I took it uncertainly, surreptitiously feeling the beveled wooden edges for any traces of subterfuge.  There were none.  I flipped it open, then closed, then open, then closed again.  Descant undoubtedly knew that, as a dragon, possessing a compass meant either he had close pony friends, or he had his claws in something besides assassinations.  Compasses were impossible to come by for the general populus.  Ponies and dragons.

“Thanks.”  I’d always oriented myself purely by landmarks and stars, so it was a welcome gift, if not entirely necessary.  It clipped comfortably onto the sword’s harness, and I turned around, the rain rolling off the sheathe.  “I don’t know when I’ll be back.”

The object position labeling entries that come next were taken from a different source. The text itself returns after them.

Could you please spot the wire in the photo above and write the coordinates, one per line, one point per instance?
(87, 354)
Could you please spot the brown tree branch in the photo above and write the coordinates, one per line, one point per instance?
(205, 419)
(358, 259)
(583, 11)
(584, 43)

Descant said nothing.  I waited for what seemed like hours, but he didn’t do so much as fidget; after a while, I spread my wings and waited some more.  If he hadn’t had the limp, I would’ve thought he’d just disappeared.

But when I dropped off the ledge and floated towards the treetops, the temptation to look back became overwhelming.  I chanced a glance backwards; the emerald head of a soft-spoken dragon was poking over the ledge’s lip, silently contemplating me with two shimmering, molten-gold eyes.